Question

The 1.30-kg head of a hammer has a speed of 7.3 m/s just before it strikes a nail and is brought to rest Estimate the temperature rise of a 14-g iron nail generated by 8.0 such hammer blows done in quick succession. Assume the nail absorbs all the energy.
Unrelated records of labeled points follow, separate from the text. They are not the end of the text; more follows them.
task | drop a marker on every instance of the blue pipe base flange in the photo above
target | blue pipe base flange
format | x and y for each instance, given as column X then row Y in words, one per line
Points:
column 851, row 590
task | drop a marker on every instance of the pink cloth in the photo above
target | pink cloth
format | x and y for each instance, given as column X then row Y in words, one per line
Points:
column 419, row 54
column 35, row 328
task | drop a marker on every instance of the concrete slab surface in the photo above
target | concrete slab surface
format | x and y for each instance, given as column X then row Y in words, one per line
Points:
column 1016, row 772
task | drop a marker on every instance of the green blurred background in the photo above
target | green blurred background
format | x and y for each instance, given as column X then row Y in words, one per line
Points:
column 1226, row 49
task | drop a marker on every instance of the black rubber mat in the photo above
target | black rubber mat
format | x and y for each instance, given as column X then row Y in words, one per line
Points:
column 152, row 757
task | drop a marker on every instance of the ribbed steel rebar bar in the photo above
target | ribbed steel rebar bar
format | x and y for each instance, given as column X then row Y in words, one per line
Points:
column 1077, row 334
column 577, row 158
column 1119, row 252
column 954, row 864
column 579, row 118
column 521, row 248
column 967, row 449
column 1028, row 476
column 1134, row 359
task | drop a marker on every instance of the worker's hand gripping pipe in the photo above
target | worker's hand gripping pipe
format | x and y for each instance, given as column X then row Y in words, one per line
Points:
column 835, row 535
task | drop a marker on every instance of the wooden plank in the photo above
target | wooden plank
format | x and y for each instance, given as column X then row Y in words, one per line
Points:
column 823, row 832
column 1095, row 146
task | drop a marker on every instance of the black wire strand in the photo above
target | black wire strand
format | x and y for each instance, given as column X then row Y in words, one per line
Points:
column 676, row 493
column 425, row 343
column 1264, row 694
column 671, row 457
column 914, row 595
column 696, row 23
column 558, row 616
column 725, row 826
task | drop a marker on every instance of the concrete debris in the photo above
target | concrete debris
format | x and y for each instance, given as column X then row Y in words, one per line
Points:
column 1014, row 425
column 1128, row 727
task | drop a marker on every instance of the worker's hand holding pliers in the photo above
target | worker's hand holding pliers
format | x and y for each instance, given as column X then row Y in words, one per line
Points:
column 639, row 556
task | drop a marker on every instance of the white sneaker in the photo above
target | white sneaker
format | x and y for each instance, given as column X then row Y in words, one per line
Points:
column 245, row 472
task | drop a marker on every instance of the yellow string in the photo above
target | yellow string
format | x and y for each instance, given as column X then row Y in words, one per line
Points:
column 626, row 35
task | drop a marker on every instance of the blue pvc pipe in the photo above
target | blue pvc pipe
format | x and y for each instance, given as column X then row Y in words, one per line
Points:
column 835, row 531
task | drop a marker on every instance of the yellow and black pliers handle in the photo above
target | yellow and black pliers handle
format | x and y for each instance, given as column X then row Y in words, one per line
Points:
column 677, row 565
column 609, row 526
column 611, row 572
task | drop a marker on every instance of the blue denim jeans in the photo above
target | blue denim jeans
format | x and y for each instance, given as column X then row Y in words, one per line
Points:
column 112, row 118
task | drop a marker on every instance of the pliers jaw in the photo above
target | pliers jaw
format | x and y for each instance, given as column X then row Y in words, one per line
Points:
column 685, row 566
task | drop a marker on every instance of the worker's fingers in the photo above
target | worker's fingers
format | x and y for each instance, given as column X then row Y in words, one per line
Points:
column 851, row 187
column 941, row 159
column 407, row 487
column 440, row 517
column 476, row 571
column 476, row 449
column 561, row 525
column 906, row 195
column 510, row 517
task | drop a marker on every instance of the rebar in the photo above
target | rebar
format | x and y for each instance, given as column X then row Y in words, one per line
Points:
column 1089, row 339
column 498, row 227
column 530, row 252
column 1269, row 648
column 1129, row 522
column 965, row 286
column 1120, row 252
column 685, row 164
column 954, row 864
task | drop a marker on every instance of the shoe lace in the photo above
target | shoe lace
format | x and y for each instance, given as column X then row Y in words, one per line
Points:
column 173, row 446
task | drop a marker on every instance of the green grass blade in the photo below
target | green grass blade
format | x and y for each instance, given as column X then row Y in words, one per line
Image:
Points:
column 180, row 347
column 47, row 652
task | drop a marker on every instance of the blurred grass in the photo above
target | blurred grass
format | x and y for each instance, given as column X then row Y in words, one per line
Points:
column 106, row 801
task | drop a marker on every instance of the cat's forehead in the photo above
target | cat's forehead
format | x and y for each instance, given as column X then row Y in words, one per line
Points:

The specific heat of iron is 450 J/kg⋅C∘.

Answer 1

Answer:

The rise in temperature is $43.98^{\circ}C$

Solution:

As per the question:

Mass of hammer, M = 1.30 kg

Speed of hammer, v = 7.3 m/s

Mass of iron, $m_{i} = 14\ g$

No. of blows, n = 8

Specific heat of iron, $C_{i} = 450\ J/kg.^{\circ}C = 0.45\ J/g^{\circ}C$

Now,

To calculate the temperature rise:

Transfer of energy in a blow = Change in the Kinetic energy

$\Delta KE = \frac{1}{2}Mv^{2} = \frac{1}{2}\times 1.30\times 7.3^{2} = 34.64\ J$

For 8 such blows:

$\Delta KE = n\Delta KE = 8\times 34.64\ = 277.12 J$

Now, we know that:

$Q = m_{i}C_{i}\Delta T$

$\Delta T= \frac{\Delta KE}{m_{i}C_{i}}$

$\Delta T= \frac{277.12}{14\times 0.45} = 43.98^{\circ}C$